Here is code that implements a counter. Every time next_val is called, it returns one more than the previous time.

# let counter = ref 0;;
val counter : int ref = {contents = 0}

# let next_val = 
    fun () ->
      counter := (!counter) + 1;
      !counter;;
val next_val : unit -> int = <fun> 

# next_val();;
- : int = 1

# next_val();;
- : int = 2

# next_val();;
- : int = 3

In the implementation of next_val, there are two expressions separated by semi-colon. The first expression, counter := (!counter) + 1, is an assignment that increments counter by 1. The second expression, !counter, returns the newly incremented contents of counter.
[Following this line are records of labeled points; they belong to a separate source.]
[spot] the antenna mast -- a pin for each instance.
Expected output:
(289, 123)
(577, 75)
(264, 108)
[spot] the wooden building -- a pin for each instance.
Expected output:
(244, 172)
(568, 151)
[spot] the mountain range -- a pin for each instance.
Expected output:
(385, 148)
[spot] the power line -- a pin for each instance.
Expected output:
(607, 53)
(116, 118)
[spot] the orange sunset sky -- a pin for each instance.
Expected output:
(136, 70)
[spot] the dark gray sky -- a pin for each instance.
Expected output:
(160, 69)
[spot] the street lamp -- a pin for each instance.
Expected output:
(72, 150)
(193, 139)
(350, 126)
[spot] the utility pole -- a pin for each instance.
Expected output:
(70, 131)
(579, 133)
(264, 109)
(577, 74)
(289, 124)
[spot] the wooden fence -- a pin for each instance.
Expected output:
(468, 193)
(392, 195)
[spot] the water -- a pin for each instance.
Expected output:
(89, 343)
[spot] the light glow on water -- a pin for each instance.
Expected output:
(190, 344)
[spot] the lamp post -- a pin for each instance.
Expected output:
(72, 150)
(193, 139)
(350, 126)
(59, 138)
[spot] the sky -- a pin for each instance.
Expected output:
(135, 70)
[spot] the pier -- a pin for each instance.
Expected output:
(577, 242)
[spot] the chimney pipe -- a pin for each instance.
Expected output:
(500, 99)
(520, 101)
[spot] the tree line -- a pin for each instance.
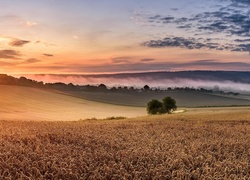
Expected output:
(23, 81)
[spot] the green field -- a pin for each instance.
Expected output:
(209, 143)
(193, 143)
(24, 103)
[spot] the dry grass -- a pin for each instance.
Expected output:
(199, 144)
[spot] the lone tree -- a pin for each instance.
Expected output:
(146, 88)
(154, 107)
(167, 105)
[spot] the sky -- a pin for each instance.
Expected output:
(116, 36)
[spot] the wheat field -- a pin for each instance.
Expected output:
(198, 144)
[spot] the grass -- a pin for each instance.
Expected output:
(211, 143)
(183, 99)
(24, 103)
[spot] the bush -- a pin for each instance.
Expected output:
(167, 105)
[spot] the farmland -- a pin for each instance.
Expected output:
(200, 143)
(48, 135)
(25, 103)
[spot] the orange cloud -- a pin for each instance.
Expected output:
(18, 42)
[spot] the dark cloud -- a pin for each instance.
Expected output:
(121, 60)
(18, 42)
(31, 60)
(147, 60)
(193, 43)
(48, 55)
(9, 54)
(206, 64)
(232, 22)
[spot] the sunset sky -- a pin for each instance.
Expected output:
(114, 36)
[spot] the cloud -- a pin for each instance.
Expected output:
(9, 54)
(29, 23)
(48, 55)
(147, 60)
(195, 43)
(230, 21)
(121, 60)
(18, 42)
(203, 64)
(17, 20)
(31, 60)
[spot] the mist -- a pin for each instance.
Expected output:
(139, 81)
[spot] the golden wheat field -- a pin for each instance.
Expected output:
(198, 144)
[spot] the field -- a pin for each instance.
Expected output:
(183, 98)
(48, 135)
(24, 103)
(198, 144)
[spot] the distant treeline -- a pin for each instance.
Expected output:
(23, 81)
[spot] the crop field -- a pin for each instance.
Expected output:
(211, 143)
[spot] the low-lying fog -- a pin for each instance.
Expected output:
(139, 82)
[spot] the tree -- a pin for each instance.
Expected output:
(154, 107)
(169, 104)
(146, 88)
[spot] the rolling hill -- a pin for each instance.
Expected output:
(25, 103)
(183, 98)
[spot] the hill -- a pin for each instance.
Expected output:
(183, 98)
(26, 103)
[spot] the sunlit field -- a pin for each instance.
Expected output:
(24, 103)
(198, 144)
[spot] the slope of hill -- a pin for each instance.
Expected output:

This function is unusual in that every time we call it, it returns a different value. That's quite different than any of the functions we've implemented ourselves so far, which have always been deterministic: for a given input, they always produced the same output. On the other hand, we've seen some library functions that are nondeterministic, for example, functions in the Random module, and Stdlib.read_line. It's no coincidence that those happen to be implemented using mutable features.

We could improve our counter in a couple ways. First, there is a library function incr : int ref -> unit that increments an int ref by 1. Thus it is like the ++ operator in many language in the C family. Using it, we could write incr counter instead of counter := (!counter) + 1.
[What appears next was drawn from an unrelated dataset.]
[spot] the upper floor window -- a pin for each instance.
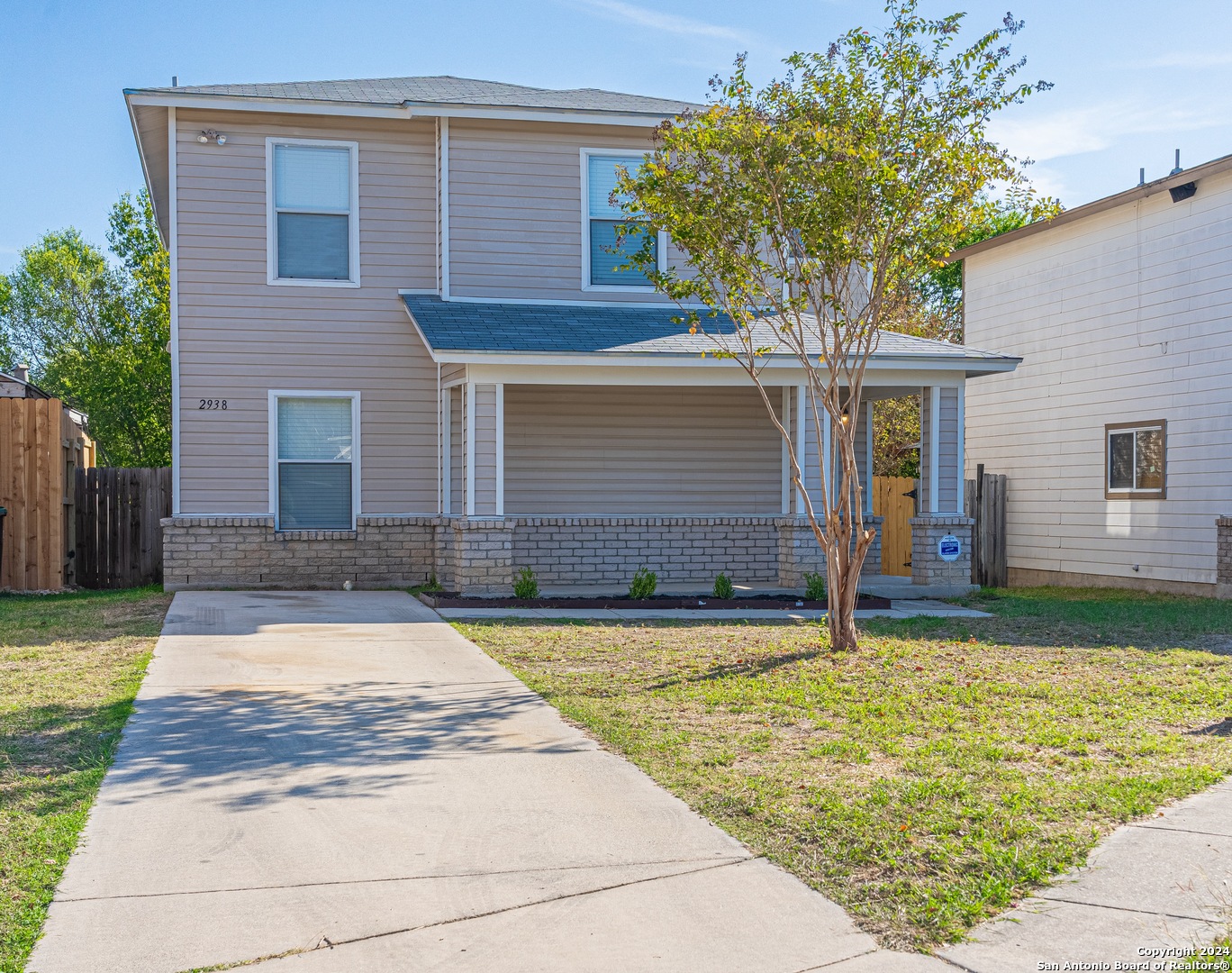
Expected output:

Second, the way we coded the counter currently exposes the counter variable to the outside world. Maybe we're prefer to hide it so that clients of next_val can't directly change it. We could do so by nesting counter inside the scope of next_val:

let next_val = 
  let counter = ref 0 
  in fun () ->
    incr counter;
    !counter

Now counter is in scope inside of next_val, but not accessible outside that scope.
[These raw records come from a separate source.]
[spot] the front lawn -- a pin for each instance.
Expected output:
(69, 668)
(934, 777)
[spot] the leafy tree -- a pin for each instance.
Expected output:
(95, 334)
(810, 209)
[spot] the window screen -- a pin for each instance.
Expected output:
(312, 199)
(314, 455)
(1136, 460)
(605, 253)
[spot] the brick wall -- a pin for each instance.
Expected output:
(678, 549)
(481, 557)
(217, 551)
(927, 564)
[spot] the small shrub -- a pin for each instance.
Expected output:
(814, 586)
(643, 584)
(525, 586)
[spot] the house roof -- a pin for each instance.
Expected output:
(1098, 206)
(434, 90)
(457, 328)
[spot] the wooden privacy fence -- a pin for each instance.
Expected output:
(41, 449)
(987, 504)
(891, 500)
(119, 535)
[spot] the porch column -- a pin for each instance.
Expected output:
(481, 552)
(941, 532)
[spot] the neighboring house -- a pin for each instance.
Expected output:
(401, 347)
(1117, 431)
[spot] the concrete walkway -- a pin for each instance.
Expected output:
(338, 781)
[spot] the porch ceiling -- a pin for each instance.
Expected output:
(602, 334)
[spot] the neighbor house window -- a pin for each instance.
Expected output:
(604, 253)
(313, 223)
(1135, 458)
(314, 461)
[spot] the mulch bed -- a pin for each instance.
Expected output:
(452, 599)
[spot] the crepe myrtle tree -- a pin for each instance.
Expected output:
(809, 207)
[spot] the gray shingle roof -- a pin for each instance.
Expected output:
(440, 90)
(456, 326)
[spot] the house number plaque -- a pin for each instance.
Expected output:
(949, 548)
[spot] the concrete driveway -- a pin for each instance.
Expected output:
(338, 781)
When we gave the dynamic semantics of let expressions before, we talked about substitution. One way to think about the definition of next_val is as follows.

• First, the expression ref 0 is evaluated. That returns a location loc, which is an address in memory. The contents of that address are initialized to 0.

• Second, everywhere in the body of the let expression that counter occurs, we substitute for it that location. So we get:

  fun () -> incr loc; !loc
  

• Third, that anonymous function is bound to next_val.

So any time next_val is called, it increments and returns the contents of that one memory location loc.

Now imagine that we instead had written the following (broken) code:

let next_val_broken = fun () ->
  let counter = ref 0
  in incr counter;
     !counter

It's only a little different: the binding of counter occurs after the fun () -> instead of before. But it makes a huge difference:

# next_val_broken ();;
- : int = 1

# next_val_broken ();;
- : int = 1

# next_val_broken ();;
- : int = 1

Every time we call next_val_broken, it returns 1: we no longer have a counter. What's going wrong here?

The problem is that every time next_val_broken is called, the first thing it does is to evaluate ref 0 to a new location that is initialized to 0. That location is then incremented to 1, and 1 is returned. Every call to next_val_broken is thus allocating a new ref cell, whereas next_val allocates just one new ref cell.